Romanian Neurosurgery | 2018
Riki Tanaka; Anton Shatokhin; Ilya Senko; Ishu Bishnoi; Treepob Sae-Ngow; Yasuhiro Yamada; Daisuke Suyama; Tsukasa Kawase; Yoko Kato; Ahmed Ansari
Abstract The dual-image videoangiography (DIVA) is a new tool which helps identify vessels and surrounding structure. This method is based on use of indocyanine green video angiography (ICG-VA) technology on real time microscopic operative image. In this two case, we report of using DIVA in STA-MCA bypass surgery of 46 years old, female patient of stenosis of right MCA. And using DIVA during clipping ICA paraclinod aneurysm of 35 years old, female. During surgery, it helped in identifying temporal and frontal branches of the STA and there careful selection. After anastomosis, DIVA was used to refine vessel patency and functioning of the anastomosis.
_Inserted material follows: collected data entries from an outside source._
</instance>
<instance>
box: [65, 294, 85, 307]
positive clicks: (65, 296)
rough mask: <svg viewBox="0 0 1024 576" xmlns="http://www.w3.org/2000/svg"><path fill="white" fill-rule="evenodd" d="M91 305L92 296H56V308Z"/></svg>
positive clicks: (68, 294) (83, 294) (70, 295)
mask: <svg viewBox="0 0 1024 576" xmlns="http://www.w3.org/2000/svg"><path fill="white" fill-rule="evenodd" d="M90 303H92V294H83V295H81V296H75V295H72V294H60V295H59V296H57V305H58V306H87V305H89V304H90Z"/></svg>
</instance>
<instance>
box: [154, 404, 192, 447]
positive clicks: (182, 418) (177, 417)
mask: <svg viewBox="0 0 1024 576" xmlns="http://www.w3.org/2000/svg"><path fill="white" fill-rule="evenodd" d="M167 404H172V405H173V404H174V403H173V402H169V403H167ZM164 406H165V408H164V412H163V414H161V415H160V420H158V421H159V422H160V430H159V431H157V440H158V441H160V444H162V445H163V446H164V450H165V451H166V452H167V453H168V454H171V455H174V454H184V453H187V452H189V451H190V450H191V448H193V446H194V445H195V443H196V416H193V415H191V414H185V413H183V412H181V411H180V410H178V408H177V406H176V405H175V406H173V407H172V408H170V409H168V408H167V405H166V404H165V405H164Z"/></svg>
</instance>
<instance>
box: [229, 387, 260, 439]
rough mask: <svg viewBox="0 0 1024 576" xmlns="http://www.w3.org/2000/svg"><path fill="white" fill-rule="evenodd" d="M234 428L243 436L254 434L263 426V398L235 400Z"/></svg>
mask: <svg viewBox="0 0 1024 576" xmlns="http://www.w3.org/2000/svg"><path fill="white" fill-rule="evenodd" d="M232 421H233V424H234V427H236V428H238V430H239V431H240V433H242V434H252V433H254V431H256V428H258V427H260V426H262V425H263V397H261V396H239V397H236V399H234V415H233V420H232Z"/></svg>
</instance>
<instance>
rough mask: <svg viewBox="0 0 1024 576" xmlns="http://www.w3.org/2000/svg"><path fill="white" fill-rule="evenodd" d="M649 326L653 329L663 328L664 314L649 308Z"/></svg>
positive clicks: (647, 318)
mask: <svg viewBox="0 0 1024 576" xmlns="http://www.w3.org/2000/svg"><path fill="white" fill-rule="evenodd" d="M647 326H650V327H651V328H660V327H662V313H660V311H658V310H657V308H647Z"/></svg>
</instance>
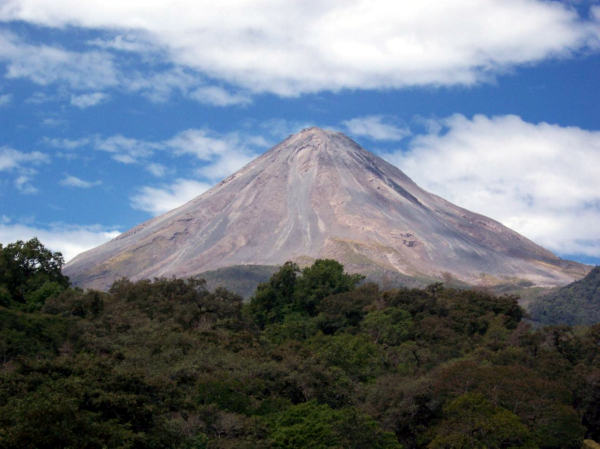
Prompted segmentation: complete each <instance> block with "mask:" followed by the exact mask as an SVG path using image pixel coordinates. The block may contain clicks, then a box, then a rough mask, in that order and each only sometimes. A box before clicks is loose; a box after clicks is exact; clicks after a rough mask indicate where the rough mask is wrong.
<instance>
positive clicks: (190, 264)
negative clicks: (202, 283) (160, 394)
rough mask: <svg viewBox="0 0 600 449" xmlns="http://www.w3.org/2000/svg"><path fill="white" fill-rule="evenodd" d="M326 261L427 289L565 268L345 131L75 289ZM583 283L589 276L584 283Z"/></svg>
mask: <svg viewBox="0 0 600 449" xmlns="http://www.w3.org/2000/svg"><path fill="white" fill-rule="evenodd" d="M317 258H333V259H336V260H339V261H340V262H342V263H343V264H345V265H346V267H347V269H349V270H354V271H360V272H361V273H364V274H369V273H373V274H374V275H375V274H377V275H381V273H391V274H394V275H397V274H398V273H400V274H401V275H402V276H407V275H408V276H416V277H419V279H432V278H435V277H438V276H439V274H440V273H441V272H449V273H451V274H452V275H453V276H455V277H456V278H458V279H462V280H465V281H467V282H470V281H474V282H479V279H480V277H479V275H480V273H481V272H485V273H489V274H491V275H492V276H495V277H497V278H499V279H500V278H502V277H517V276H518V277H520V278H527V279H531V280H532V281H533V282H535V283H538V284H543V285H561V284H567V283H569V282H572V281H573V280H574V278H573V273H574V272H576V271H577V270H580V269H581V267H579V266H578V265H577V264H571V263H569V269H568V270H565V266H564V265H565V262H564V261H561V260H560V259H559V258H557V257H556V256H554V255H553V254H552V253H550V252H548V251H546V250H544V249H543V248H540V247H539V246H537V245H535V244H534V243H532V242H529V241H527V239H525V238H524V237H522V236H519V235H518V234H516V233H515V232H513V231H511V230H510V229H507V228H505V227H504V226H502V225H501V224H500V223H497V222H494V221H493V220H490V219H488V218H485V217H482V216H480V215H477V214H473V213H471V212H468V211H466V210H464V209H461V208H459V207H457V206H454V205H452V204H450V203H448V202H447V201H444V200H442V199H441V198H439V197H437V196H435V195H431V194H430V193H428V192H426V191H424V190H423V189H421V188H419V187H418V186H417V185H416V184H415V183H414V182H412V181H411V180H410V179H409V178H408V177H407V176H406V175H405V174H404V173H402V172H401V171H400V170H399V169H398V168H397V167H395V166H393V165H391V164H389V163H387V162H386V161H384V160H383V159H381V158H379V157H378V156H377V155H375V154H373V153H370V152H369V151H367V150H365V149H363V148H362V147H360V146H359V145H358V144H357V143H355V142H354V141H353V140H352V139H350V138H349V137H347V136H345V135H344V134H342V133H341V132H336V131H331V130H326V129H321V128H317V127H312V128H307V129H304V130H302V131H300V132H299V133H297V134H294V135H291V136H289V137H288V138H287V139H286V140H285V141H283V142H281V143H280V144H278V145H276V146H275V147H273V148H272V149H271V150H269V151H267V152H266V153H264V154H263V155H261V156H260V157H258V158H257V159H255V160H253V161H252V162H250V163H249V164H247V165H246V166H245V167H243V168H242V169H241V170H239V171H237V172H236V173H234V174H233V175H231V176H230V177H228V178H227V179H225V180H223V181H221V182H220V183H219V184H217V185H216V186H214V187H213V188H212V189H210V190H208V191H206V192H205V193H204V194H202V195H201V196H199V197H197V198H195V199H194V200H192V201H190V202H188V203H186V204H184V205H183V206H181V207H179V208H177V209H175V210H173V211H171V212H168V213H166V214H164V215H162V216H160V217H156V218H154V219H152V220H150V221H147V222H146V223H142V224H141V225H139V226H137V227H136V228H133V229H131V230H130V231H128V232H126V233H124V234H121V235H120V236H119V237H117V238H116V239H114V240H112V241H111V242H108V243H106V244H105V245H102V246H101V247H98V248H95V249H93V250H90V251H88V252H86V253H84V254H81V255H79V256H78V257H77V258H75V259H74V260H73V261H71V262H70V263H69V264H68V265H67V266H66V267H65V274H67V275H68V276H70V277H71V279H72V280H73V282H75V283H76V284H77V285H82V286H86V287H94V288H102V289H106V288H108V287H109V286H110V284H111V283H112V282H113V281H114V280H115V279H118V278H121V277H123V276H126V277H129V278H130V279H142V278H153V277H156V276H171V275H175V276H178V277H187V276H196V275H198V274H199V273H202V272H204V271H208V270H214V269H218V268H222V267H227V266H234V265H249V264H257V265H280V264H282V263H284V262H286V261H288V260H296V261H301V260H311V259H317ZM582 274H585V273H583V272H582Z"/></svg>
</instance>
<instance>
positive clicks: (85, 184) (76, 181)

DIVA has the potential to replace ICG-VA as a tool for checking the patency of graft during bypass procedures and obliteration of aneurysm along with surgical procedures for AVM and d-AVF. DIVA allows visualization of vessels against a background of normal brain and has better visualization at greater depth and high magnification. This is particularly important during bypass surgery, which very often is performed in deep surgical fields and high magnification.